The Pinnacle Investment Management Group Ltd (ASX: PNI) share price is up approximately 2% after a Metrics investment.
Pinnacle is growing a diverse portfolio of investment management firms (affiliates). It invests in these affiliates, and also provides seed funding, global institutional and retail distribution, and industrial grade middle office and infrastructure services.
Metrics investment
Pinnacle announced to the ASX that National Pension Service of Korea (NPS), through a strategic partnership with Townsend Group, has formalised a strategic investment in Metrics Credit.
The partnership has agreed to acquire a 4.17% interest in Metrics for A$50 million. This suggests the overall business is valued at A$1.2 billion.
Proceeds from the investment will “support future growth initiatives of Metrics, including potential acquisitions and the development of new investment strategies”. The partnership will also invest into Metrics’ real estate-focused investment strategies.
What is NPS? It’s the third largest pension fund in the world by total assets, managing more than US$800 billion. Townsend is a leading provider of global investment management and advisory services exclusively focused on real estate and real assets with US$237.9 billion in advised assets and US$20.9 billion assets under management (AUM) as of March 2024.

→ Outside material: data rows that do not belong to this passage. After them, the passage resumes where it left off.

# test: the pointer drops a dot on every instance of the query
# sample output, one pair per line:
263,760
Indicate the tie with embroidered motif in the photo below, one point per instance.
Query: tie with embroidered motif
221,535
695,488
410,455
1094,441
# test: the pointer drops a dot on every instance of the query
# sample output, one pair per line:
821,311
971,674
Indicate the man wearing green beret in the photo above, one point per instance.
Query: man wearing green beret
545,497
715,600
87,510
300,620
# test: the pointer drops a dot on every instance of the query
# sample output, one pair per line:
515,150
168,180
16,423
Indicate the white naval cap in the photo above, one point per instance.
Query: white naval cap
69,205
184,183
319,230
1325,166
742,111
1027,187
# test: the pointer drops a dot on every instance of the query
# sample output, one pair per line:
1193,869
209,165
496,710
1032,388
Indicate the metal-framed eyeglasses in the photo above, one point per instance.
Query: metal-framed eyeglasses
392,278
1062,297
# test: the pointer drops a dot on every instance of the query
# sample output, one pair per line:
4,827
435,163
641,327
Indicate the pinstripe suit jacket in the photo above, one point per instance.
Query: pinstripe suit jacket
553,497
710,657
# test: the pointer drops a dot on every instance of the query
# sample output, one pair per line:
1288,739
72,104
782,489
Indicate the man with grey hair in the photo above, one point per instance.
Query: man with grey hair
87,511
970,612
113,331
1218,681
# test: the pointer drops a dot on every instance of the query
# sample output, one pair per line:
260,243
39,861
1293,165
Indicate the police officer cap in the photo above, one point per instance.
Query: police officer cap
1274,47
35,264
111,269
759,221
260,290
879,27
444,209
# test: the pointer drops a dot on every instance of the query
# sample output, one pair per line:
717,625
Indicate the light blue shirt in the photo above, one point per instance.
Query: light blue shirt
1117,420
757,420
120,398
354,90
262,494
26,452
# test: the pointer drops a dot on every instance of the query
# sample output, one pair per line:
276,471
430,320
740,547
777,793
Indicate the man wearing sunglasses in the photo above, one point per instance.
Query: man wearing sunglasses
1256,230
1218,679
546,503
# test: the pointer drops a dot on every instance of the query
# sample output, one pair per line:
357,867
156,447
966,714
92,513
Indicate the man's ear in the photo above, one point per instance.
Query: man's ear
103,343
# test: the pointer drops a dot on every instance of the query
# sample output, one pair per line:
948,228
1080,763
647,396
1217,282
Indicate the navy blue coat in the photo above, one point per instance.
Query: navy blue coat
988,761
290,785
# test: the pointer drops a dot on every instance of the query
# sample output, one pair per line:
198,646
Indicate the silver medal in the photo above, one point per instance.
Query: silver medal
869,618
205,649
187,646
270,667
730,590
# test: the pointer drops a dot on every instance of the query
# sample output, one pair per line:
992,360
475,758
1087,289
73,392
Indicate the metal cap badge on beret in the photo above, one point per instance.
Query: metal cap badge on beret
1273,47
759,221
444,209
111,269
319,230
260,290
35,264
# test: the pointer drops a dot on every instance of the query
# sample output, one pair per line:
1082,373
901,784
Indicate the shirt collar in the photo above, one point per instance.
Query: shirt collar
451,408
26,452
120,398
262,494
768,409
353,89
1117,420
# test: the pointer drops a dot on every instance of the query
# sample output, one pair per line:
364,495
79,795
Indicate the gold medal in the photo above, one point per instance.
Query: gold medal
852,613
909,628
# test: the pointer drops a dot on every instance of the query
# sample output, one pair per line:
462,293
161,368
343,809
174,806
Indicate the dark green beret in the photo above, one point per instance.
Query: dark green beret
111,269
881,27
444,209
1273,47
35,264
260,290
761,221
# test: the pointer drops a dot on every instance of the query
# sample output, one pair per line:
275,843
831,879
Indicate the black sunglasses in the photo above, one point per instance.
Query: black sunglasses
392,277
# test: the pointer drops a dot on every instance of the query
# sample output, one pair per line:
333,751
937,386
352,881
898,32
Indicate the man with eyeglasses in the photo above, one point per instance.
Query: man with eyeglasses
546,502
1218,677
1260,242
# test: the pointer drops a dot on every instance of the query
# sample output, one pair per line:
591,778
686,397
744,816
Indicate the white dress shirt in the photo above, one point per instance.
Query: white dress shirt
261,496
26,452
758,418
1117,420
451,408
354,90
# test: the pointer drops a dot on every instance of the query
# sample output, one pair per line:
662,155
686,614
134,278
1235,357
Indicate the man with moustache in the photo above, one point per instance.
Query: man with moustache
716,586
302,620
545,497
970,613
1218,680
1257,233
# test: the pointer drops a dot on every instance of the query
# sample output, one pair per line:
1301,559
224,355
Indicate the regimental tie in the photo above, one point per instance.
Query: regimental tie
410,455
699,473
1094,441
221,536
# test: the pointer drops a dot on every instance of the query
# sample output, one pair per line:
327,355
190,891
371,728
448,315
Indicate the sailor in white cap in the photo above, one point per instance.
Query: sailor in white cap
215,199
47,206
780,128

In other words, these are big players in the asset management, advisory and real estate asset spaces.
Management comments
The Pinnacle Managing Director Ian Macoun said:
Pinnacle also welcomes this new partnership between Metrics and NPS and Townsend. We have been a proud distribution partner of Metrics since 2013 and a keen supporter as a shareholder since 2018.
We have been delighted by Metrics’ growth during that time to become Australia’s leading private markets investment manager; and, importantly, we look forward to continuing our partnership with Metrics to deliver on the multiple future growth opportunities that lie ahead, now alongside NPS and Townsend.
Final thoughts on the Pinnacle share price
The Pinnacle Investment share price has fallen around 30% from 5 February 2025. That’s a large sell-off for a quality business like Pinnacle. I think this is a good time to consider this business because of how likely it is for the business to rebound in the future when confidence in the share market eventually recovers.
As long as Pinnacle continues to experience net inflows rather than outflows of client money, I think the company has an appealing future. I’d be very happy to buy some Pinnacle shares today. It’s possible that the ASX share could drop further, but we can’t know for sure what’s going to happen next. Either way, it could be a really good investment today.